A slightly different request than a previous post of mine.
I have a .qza object of sequence data (type ‘FeatureData[AlignedSequence]’).
I’d like to remove a subset of these sequences based on their sequence identifier. This would work exactly like what @SoilRotifer has set up in step #6 of this pipeline based on this python script.
I’m trying to use as many QIIME specific features instead of external scripts. My data don’t have any feature table to work with when filtering, and I’ve struggled to find an equivalent tool in QIIME to perform the same task as the above Python script. Perhaps metadata-based filtering would work? I’m wondering what the structure of that metadata file input would look like. Maybe I can fake it with a 2 column file listing the sequences I want to keep (the list would contain only those sequences I want), and some other prefix for the SQL search to work with?
SeqID Status
00001 keep
00002 keep
... ...
10000 keep
The docs on metadata filtering all point to filtering samples, not sequences though. And the docs on sequence filtering use taxonomic information or a frequency table. I just want to use the simple case where I know what the sequence identifier is to include/exclude.

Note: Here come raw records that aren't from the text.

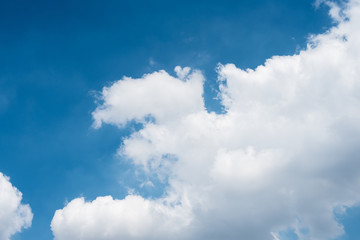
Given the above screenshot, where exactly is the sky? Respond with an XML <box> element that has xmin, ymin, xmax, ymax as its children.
<box><xmin>1</xmin><ymin>0</ymin><xmax>360</xmax><ymax>239</ymax></box>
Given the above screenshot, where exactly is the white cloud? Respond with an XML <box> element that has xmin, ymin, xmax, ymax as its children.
<box><xmin>92</xmin><ymin>68</ymin><xmax>204</xmax><ymax>128</ymax></box>
<box><xmin>51</xmin><ymin>195</ymin><xmax>192</xmax><ymax>240</ymax></box>
<box><xmin>0</xmin><ymin>172</ymin><xmax>33</xmax><ymax>240</ymax></box>
<box><xmin>52</xmin><ymin>0</ymin><xmax>360</xmax><ymax>240</ymax></box>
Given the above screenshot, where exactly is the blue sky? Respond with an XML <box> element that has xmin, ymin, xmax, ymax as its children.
<box><xmin>1</xmin><ymin>0</ymin><xmax>360</xmax><ymax>240</ymax></box>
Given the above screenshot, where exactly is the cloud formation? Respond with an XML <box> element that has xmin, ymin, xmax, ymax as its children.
<box><xmin>92</xmin><ymin>68</ymin><xmax>204</xmax><ymax>128</ymax></box>
<box><xmin>52</xmin><ymin>0</ymin><xmax>360</xmax><ymax>239</ymax></box>
<box><xmin>0</xmin><ymin>172</ymin><xmax>33</xmax><ymax>240</ymax></box>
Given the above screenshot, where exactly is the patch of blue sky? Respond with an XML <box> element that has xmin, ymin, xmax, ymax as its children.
<box><xmin>277</xmin><ymin>229</ymin><xmax>299</xmax><ymax>240</ymax></box>
<box><xmin>337</xmin><ymin>205</ymin><xmax>360</xmax><ymax>240</ymax></box>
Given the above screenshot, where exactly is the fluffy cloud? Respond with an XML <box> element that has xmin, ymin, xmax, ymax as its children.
<box><xmin>0</xmin><ymin>172</ymin><xmax>33</xmax><ymax>240</ymax></box>
<box><xmin>51</xmin><ymin>195</ymin><xmax>192</xmax><ymax>240</ymax></box>
<box><xmin>92</xmin><ymin>68</ymin><xmax>204</xmax><ymax>128</ymax></box>
<box><xmin>52</xmin><ymin>0</ymin><xmax>360</xmax><ymax>240</ymax></box>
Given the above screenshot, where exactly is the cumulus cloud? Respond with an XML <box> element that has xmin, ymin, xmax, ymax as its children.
<box><xmin>0</xmin><ymin>172</ymin><xmax>33</xmax><ymax>240</ymax></box>
<box><xmin>52</xmin><ymin>0</ymin><xmax>360</xmax><ymax>240</ymax></box>
<box><xmin>92</xmin><ymin>67</ymin><xmax>204</xmax><ymax>128</ymax></box>
<box><xmin>51</xmin><ymin>195</ymin><xmax>192</xmax><ymax>240</ymax></box>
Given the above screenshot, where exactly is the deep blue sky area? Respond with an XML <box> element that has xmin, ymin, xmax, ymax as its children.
<box><xmin>0</xmin><ymin>0</ymin><xmax>358</xmax><ymax>239</ymax></box>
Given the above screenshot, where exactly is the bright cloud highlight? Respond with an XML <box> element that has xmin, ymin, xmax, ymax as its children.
<box><xmin>0</xmin><ymin>172</ymin><xmax>33</xmax><ymax>240</ymax></box>
<box><xmin>52</xmin><ymin>0</ymin><xmax>360</xmax><ymax>239</ymax></box>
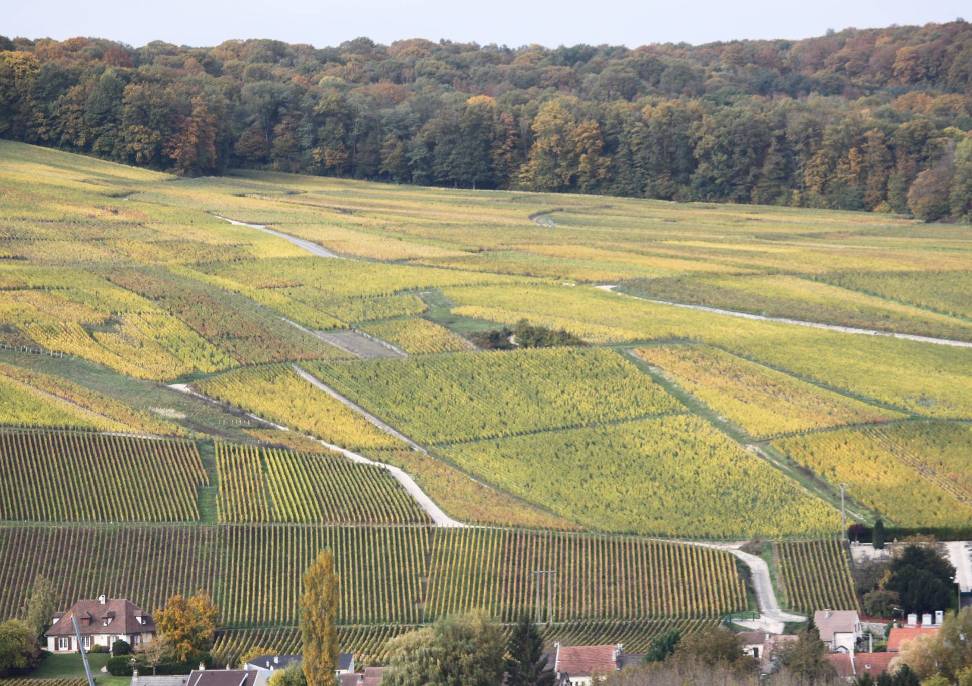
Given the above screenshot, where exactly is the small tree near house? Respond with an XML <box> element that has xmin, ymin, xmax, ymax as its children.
<box><xmin>155</xmin><ymin>591</ymin><xmax>219</xmax><ymax>663</ymax></box>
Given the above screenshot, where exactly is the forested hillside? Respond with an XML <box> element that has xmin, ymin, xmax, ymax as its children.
<box><xmin>1</xmin><ymin>21</ymin><xmax>971</xmax><ymax>219</ymax></box>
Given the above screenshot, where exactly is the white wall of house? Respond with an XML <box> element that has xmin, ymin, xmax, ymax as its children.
<box><xmin>46</xmin><ymin>633</ymin><xmax>154</xmax><ymax>653</ymax></box>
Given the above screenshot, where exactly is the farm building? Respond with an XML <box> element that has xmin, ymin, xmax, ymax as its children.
<box><xmin>553</xmin><ymin>644</ymin><xmax>625</xmax><ymax>685</ymax></box>
<box><xmin>825</xmin><ymin>652</ymin><xmax>896</xmax><ymax>681</ymax></box>
<box><xmin>45</xmin><ymin>595</ymin><xmax>155</xmax><ymax>653</ymax></box>
<box><xmin>245</xmin><ymin>653</ymin><xmax>355</xmax><ymax>678</ymax></box>
<box><xmin>814</xmin><ymin>610</ymin><xmax>862</xmax><ymax>653</ymax></box>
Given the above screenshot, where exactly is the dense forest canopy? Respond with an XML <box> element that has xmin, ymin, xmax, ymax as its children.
<box><xmin>1</xmin><ymin>22</ymin><xmax>972</xmax><ymax>220</ymax></box>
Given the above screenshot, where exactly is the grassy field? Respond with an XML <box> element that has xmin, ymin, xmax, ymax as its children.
<box><xmin>2</xmin><ymin>138</ymin><xmax>971</xmax><ymax>657</ymax></box>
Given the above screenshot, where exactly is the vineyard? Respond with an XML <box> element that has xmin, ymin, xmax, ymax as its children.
<box><xmin>775</xmin><ymin>539</ymin><xmax>860</xmax><ymax>614</ymax></box>
<box><xmin>0</xmin><ymin>524</ymin><xmax>747</xmax><ymax>630</ymax></box>
<box><xmin>215</xmin><ymin>443</ymin><xmax>430</xmax><ymax>524</ymax></box>
<box><xmin>443</xmin><ymin>283</ymin><xmax>972</xmax><ymax>418</ymax></box>
<box><xmin>0</xmin><ymin>363</ymin><xmax>180</xmax><ymax>436</ymax></box>
<box><xmin>442</xmin><ymin>416</ymin><xmax>842</xmax><ymax>537</ymax></box>
<box><xmin>425</xmin><ymin>528</ymin><xmax>745</xmax><ymax>621</ymax></box>
<box><xmin>635</xmin><ymin>345</ymin><xmax>901</xmax><ymax>439</ymax></box>
<box><xmin>0</xmin><ymin>430</ymin><xmax>207</xmax><ymax>522</ymax></box>
<box><xmin>195</xmin><ymin>364</ymin><xmax>403</xmax><ymax>451</ymax></box>
<box><xmin>310</xmin><ymin>347</ymin><xmax>682</xmax><ymax>445</ymax></box>
<box><xmin>358</xmin><ymin>318</ymin><xmax>474</xmax><ymax>354</ymax></box>
<box><xmin>0</xmin><ymin>680</ymin><xmax>88</xmax><ymax>686</ymax></box>
<box><xmin>0</xmin><ymin>526</ymin><xmax>218</xmax><ymax>619</ymax></box>
<box><xmin>773</xmin><ymin>424</ymin><xmax>972</xmax><ymax>527</ymax></box>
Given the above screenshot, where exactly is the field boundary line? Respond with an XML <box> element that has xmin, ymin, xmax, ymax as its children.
<box><xmin>600</xmin><ymin>285</ymin><xmax>972</xmax><ymax>349</ymax></box>
<box><xmin>291</xmin><ymin>364</ymin><xmax>428</xmax><ymax>454</ymax></box>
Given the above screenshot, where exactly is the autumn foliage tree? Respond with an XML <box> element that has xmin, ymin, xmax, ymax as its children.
<box><xmin>300</xmin><ymin>550</ymin><xmax>339</xmax><ymax>686</ymax></box>
<box><xmin>154</xmin><ymin>591</ymin><xmax>219</xmax><ymax>663</ymax></box>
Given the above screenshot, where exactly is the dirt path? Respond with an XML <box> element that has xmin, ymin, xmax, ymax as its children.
<box><xmin>528</xmin><ymin>209</ymin><xmax>561</xmax><ymax>227</ymax></box>
<box><xmin>175</xmin><ymin>378</ymin><xmax>464</xmax><ymax>527</ymax></box>
<box><xmin>597</xmin><ymin>285</ymin><xmax>972</xmax><ymax>349</ymax></box>
<box><xmin>214</xmin><ymin>214</ymin><xmax>341</xmax><ymax>258</ymax></box>
<box><xmin>292</xmin><ymin>364</ymin><xmax>426</xmax><ymax>453</ymax></box>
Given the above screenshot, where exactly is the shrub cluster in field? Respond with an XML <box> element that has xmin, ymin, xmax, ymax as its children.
<box><xmin>442</xmin><ymin>415</ymin><xmax>842</xmax><ymax>538</ymax></box>
<box><xmin>0</xmin><ymin>430</ymin><xmax>207</xmax><ymax>522</ymax></box>
<box><xmin>774</xmin><ymin>539</ymin><xmax>861</xmax><ymax>614</ymax></box>
<box><xmin>772</xmin><ymin>423</ymin><xmax>972</xmax><ymax>527</ymax></box>
<box><xmin>215</xmin><ymin>443</ymin><xmax>430</xmax><ymax>525</ymax></box>
<box><xmin>310</xmin><ymin>347</ymin><xmax>681</xmax><ymax>445</ymax></box>
<box><xmin>196</xmin><ymin>364</ymin><xmax>403</xmax><ymax>451</ymax></box>
<box><xmin>636</xmin><ymin>345</ymin><xmax>901</xmax><ymax>438</ymax></box>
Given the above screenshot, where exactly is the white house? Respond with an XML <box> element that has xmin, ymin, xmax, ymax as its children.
<box><xmin>814</xmin><ymin>610</ymin><xmax>863</xmax><ymax>654</ymax></box>
<box><xmin>45</xmin><ymin>595</ymin><xmax>156</xmax><ymax>653</ymax></box>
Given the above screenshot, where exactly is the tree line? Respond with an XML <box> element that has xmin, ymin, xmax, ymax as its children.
<box><xmin>1</xmin><ymin>22</ymin><xmax>972</xmax><ymax>220</ymax></box>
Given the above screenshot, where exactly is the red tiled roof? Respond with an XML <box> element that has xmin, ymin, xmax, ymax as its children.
<box><xmin>826</xmin><ymin>653</ymin><xmax>854</xmax><ymax>679</ymax></box>
<box><xmin>887</xmin><ymin>626</ymin><xmax>939</xmax><ymax>652</ymax></box>
<box><xmin>855</xmin><ymin>653</ymin><xmax>895</xmax><ymax>677</ymax></box>
<box><xmin>826</xmin><ymin>652</ymin><xmax>896</xmax><ymax>678</ymax></box>
<box><xmin>555</xmin><ymin>645</ymin><xmax>619</xmax><ymax>677</ymax></box>
<box><xmin>46</xmin><ymin>598</ymin><xmax>154</xmax><ymax>637</ymax></box>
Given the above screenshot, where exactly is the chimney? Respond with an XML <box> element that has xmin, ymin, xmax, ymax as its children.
<box><xmin>921</xmin><ymin>613</ymin><xmax>932</xmax><ymax>626</ymax></box>
<box><xmin>935</xmin><ymin>610</ymin><xmax>944</xmax><ymax>625</ymax></box>
<box><xmin>98</xmin><ymin>594</ymin><xmax>107</xmax><ymax>605</ymax></box>
<box><xmin>198</xmin><ymin>663</ymin><xmax>206</xmax><ymax>672</ymax></box>
<box><xmin>273</xmin><ymin>657</ymin><xmax>279</xmax><ymax>665</ymax></box>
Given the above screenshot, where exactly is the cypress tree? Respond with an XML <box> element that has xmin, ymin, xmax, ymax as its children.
<box><xmin>300</xmin><ymin>550</ymin><xmax>339</xmax><ymax>686</ymax></box>
<box><xmin>505</xmin><ymin>614</ymin><xmax>554</xmax><ymax>686</ymax></box>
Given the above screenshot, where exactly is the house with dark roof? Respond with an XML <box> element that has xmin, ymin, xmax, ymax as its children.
<box><xmin>244</xmin><ymin>653</ymin><xmax>354</xmax><ymax>677</ymax></box>
<box><xmin>185</xmin><ymin>669</ymin><xmax>265</xmax><ymax>686</ymax></box>
<box><xmin>553</xmin><ymin>644</ymin><xmax>623</xmax><ymax>685</ymax></box>
<box><xmin>45</xmin><ymin>595</ymin><xmax>156</xmax><ymax>653</ymax></box>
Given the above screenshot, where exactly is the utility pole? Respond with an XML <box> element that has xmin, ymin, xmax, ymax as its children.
<box><xmin>840</xmin><ymin>484</ymin><xmax>847</xmax><ymax>541</ymax></box>
<box><xmin>533</xmin><ymin>569</ymin><xmax>556</xmax><ymax>625</ymax></box>
<box><xmin>72</xmin><ymin>616</ymin><xmax>95</xmax><ymax>686</ymax></box>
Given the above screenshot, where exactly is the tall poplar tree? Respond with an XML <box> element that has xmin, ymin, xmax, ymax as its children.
<box><xmin>300</xmin><ymin>550</ymin><xmax>339</xmax><ymax>686</ymax></box>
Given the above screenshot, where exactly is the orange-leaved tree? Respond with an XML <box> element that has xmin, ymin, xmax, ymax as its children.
<box><xmin>155</xmin><ymin>590</ymin><xmax>219</xmax><ymax>663</ymax></box>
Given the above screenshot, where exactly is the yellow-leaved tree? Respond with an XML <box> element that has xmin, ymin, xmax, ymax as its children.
<box><xmin>155</xmin><ymin>591</ymin><xmax>219</xmax><ymax>663</ymax></box>
<box><xmin>300</xmin><ymin>550</ymin><xmax>339</xmax><ymax>686</ymax></box>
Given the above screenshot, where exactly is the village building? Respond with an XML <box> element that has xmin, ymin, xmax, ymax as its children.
<box><xmin>887</xmin><ymin>624</ymin><xmax>941</xmax><ymax>652</ymax></box>
<box><xmin>185</xmin><ymin>669</ymin><xmax>265</xmax><ymax>686</ymax></box>
<box><xmin>45</xmin><ymin>595</ymin><xmax>155</xmax><ymax>653</ymax></box>
<box><xmin>244</xmin><ymin>653</ymin><xmax>355</xmax><ymax>678</ymax></box>
<box><xmin>552</xmin><ymin>644</ymin><xmax>624</xmax><ymax>685</ymax></box>
<box><xmin>825</xmin><ymin>652</ymin><xmax>896</xmax><ymax>681</ymax></box>
<box><xmin>814</xmin><ymin>610</ymin><xmax>863</xmax><ymax>654</ymax></box>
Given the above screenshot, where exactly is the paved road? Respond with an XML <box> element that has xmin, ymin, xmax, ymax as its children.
<box><xmin>675</xmin><ymin>540</ymin><xmax>805</xmax><ymax>633</ymax></box>
<box><xmin>946</xmin><ymin>541</ymin><xmax>972</xmax><ymax>592</ymax></box>
<box><xmin>214</xmin><ymin>214</ymin><xmax>341</xmax><ymax>258</ymax></box>
<box><xmin>596</xmin><ymin>285</ymin><xmax>972</xmax><ymax>349</ymax></box>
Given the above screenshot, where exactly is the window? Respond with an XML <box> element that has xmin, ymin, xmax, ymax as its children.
<box><xmin>58</xmin><ymin>637</ymin><xmax>70</xmax><ymax>651</ymax></box>
<box><xmin>82</xmin><ymin>636</ymin><xmax>92</xmax><ymax>650</ymax></box>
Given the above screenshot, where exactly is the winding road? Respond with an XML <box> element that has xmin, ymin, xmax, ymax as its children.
<box><xmin>596</xmin><ymin>285</ymin><xmax>972</xmax><ymax>349</ymax></box>
<box><xmin>214</xmin><ymin>214</ymin><xmax>341</xmax><ymax>258</ymax></box>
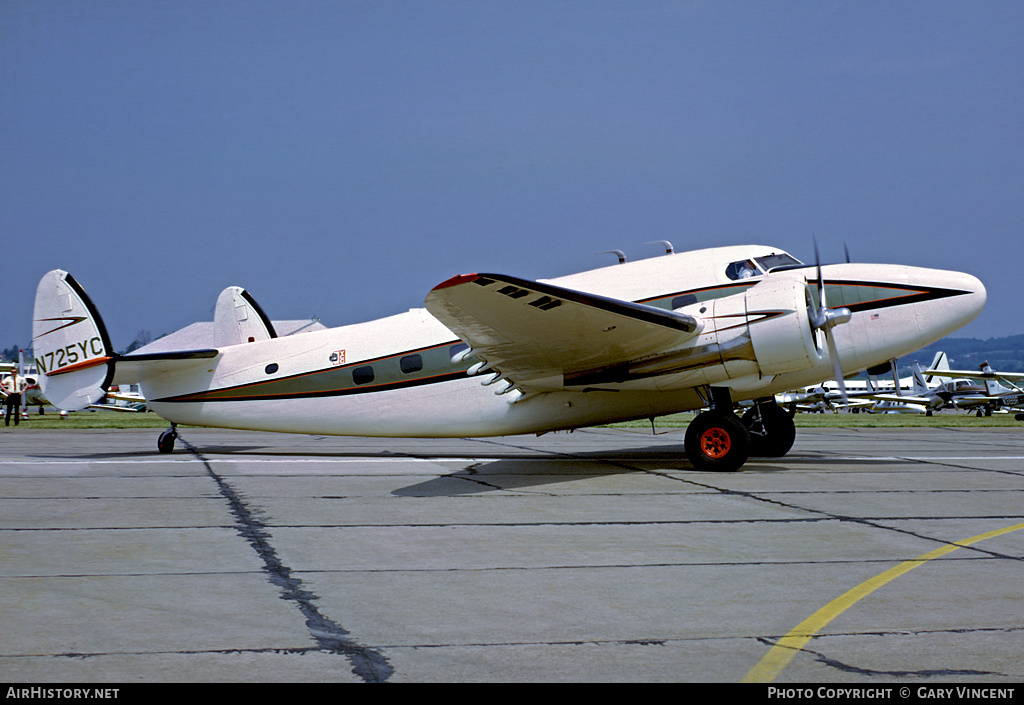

Thanks for any info as to whether this is possible. It seems trivial, which makes me think it must be in the documentation somewhere and I just can’t find it!
You can toggle the --p-exclude-ids / --p-no-exclude-ids depending on what is in your metadata file. Which, in this case, should look something like this:
Awesome.
I suppose if the list is the features I want to keep, then the switch is --p-no-exclude-ids? How is that not just named --p-include-ids?
Thanks!
QIIME 2 user interfaces are generated dynamically, based on the plugin registration. So, the relevant bit of plugin code is here:
You'll see, the parameter is a boolean (True/False) named "exclude_ids".
When q2cli gets its hands on this method, it automatically generates a few parameter flags for you to use - --p-exclude-ids & --p-no-exclude-ids, to cover the True and False cases, respectively. Admittedly though, that terminology is a bit weird, and is often surprising, so about a year ago @ebolyen extended q2cli to support --p-exclude-ids True / --p-exclude-ids False, which can be a bit more clear.
Hope that explains the weird naming convention a bit.
That’s way too thorough an explanation for my complaint - appreciate the insight.
Maybe programmers think better in the double negative then? My brain would have thought you’d have these two flags as:
--p-include-ids
--p-no-include-ids
Once you extend support to include TRUE/FALSE statements, that seems even simpler. But then again, perhaps this all comes down to what users are doing more often. Maybe they are excluding more often than including, which is what I’m guessing is the case. Which of course then makes what you’ve set up perfectly natural!